I kissed a girl and did not like it. Now I hate Katy Perry even more.
it's not our fault the pink and the sink are so close together.
when life gives you lemons, puke and rally.
She handed me her tooth and asked me to hold it so she could swim.
I will not be held responsible for my vagina's poor judgment.
I'm a professor! I can't be caught chasing the liquor with you hooligans once the undergrads have seen my face
Realistically you can't tell me you're gonna put mashed potatoes on your dick and expect me not to get excited
Now that I'm sober, I'm realizing you put your name in my phone as "wowww"
I think the cashier could tell I was sad. All I bought was penis shaped food and chocolate
your girlfriend showed us your homemade porn last night.
Ugh. He got her for secret santa. Idk what to get. Idk what she's into.
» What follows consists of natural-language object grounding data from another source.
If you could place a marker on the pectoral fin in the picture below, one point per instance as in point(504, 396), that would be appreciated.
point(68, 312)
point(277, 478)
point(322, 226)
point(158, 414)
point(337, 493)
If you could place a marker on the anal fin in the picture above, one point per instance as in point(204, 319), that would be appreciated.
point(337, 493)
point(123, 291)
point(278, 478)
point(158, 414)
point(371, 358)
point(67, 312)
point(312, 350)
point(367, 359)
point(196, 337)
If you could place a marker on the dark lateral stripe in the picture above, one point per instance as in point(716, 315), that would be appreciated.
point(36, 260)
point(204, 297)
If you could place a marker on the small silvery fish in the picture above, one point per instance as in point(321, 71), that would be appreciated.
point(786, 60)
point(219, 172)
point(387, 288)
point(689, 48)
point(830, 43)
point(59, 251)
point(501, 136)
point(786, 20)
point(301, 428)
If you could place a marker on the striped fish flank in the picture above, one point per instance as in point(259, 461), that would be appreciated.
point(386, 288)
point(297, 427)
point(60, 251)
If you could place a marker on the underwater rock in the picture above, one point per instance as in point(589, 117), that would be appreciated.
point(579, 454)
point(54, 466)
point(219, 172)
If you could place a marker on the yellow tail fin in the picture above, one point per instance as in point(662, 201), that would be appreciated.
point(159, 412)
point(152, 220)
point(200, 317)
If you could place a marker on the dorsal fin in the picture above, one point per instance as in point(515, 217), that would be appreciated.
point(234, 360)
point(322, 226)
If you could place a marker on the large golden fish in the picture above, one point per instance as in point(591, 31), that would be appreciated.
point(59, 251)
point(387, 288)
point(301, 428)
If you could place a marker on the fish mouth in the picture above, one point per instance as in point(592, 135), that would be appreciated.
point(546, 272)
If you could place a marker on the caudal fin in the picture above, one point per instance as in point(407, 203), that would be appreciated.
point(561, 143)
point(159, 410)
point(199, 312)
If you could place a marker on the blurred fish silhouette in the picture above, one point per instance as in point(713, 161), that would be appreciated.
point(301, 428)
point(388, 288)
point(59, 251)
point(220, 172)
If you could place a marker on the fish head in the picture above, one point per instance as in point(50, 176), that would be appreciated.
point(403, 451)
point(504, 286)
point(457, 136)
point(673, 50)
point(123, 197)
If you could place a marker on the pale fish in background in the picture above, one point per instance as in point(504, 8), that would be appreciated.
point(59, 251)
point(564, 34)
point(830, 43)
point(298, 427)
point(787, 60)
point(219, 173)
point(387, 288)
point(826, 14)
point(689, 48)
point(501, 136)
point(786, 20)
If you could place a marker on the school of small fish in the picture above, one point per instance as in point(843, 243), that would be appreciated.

... other people's boyfriends.
I just left a 3 minute voicemail to the guy I want to fuck baby talking my cats and I don't know if I can delete it 😐
I just got dumped by my fuck buddy. Now I have to have sex with my husband.
I can't really feel a difference, so essentially I paid 60 bucks to bedazzle my vag.
Started dabbing in blow again because he always hated that I did it. Yuh I’m doing drugs but at least I’m doing me?